O mapa energético argentino configurou-se recentemente sob a lógica dos consórcios empresariais para diluir o risco de investimentos milionários. Mas Camuzzi Gas Inversora chutou a tabela. A empresa liderada por Alejandro Macfarlane e Jorge Brito, em aliança com o grupo italiano de Fabrizio Garilli, decidiu agir sozinha e anunciou o seu próprio projeto de Gás Natural Liquefeito (GNL). Um movimento que oscilou entre o timing político e as condições de mercado e que tem os seus desafios e vantagens.
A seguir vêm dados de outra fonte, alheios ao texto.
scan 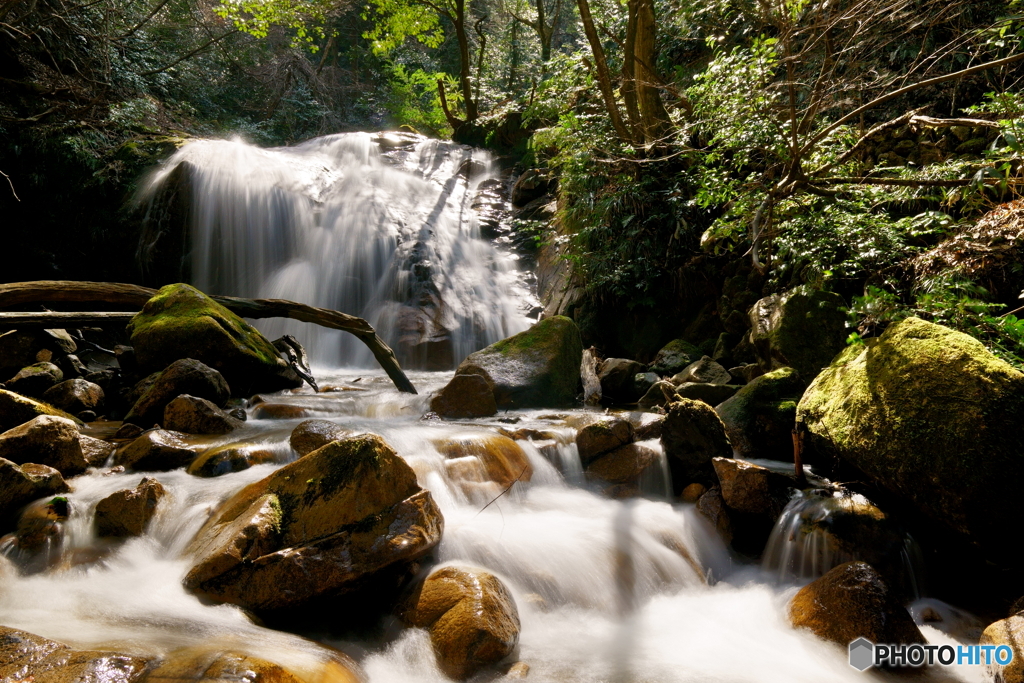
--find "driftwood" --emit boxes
[0,280,416,393]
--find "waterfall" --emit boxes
[146,133,534,370]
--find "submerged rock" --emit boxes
[128,284,302,395]
[799,317,1024,561]
[401,566,520,681]
[95,477,167,538]
[790,562,927,647]
[184,434,443,611]
[456,315,583,409]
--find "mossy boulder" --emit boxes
[128,284,302,395]
[715,368,804,462]
[798,317,1024,559]
[456,315,583,409]
[184,434,443,612]
[750,285,847,382]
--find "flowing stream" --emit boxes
[0,135,981,683]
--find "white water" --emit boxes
[140,133,536,370]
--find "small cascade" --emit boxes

Sob o nome LNG del Plata, a iniciativa contempla um investimento total de 3,9 mil milhões de dólares e, como a PERFIL conseguiu reconstruir, a empresa já comunicou às autoridades nacionais que apresentará o projecto ao RIGI (Regime de Incentivos aos Grandes Investimentos) no curto prazo. O objectivo é assegurar o desembolso inicial de 400 milhões de dólares necessários às obras de infra-estruturas que terão início no próximo ano: a construção de 40 quilómetros de gasoduto em terra e 10 quilómetros debaixo de água para ligar a rede backbone a um navio que já está em construção e ficará localizado perto de Ensenada.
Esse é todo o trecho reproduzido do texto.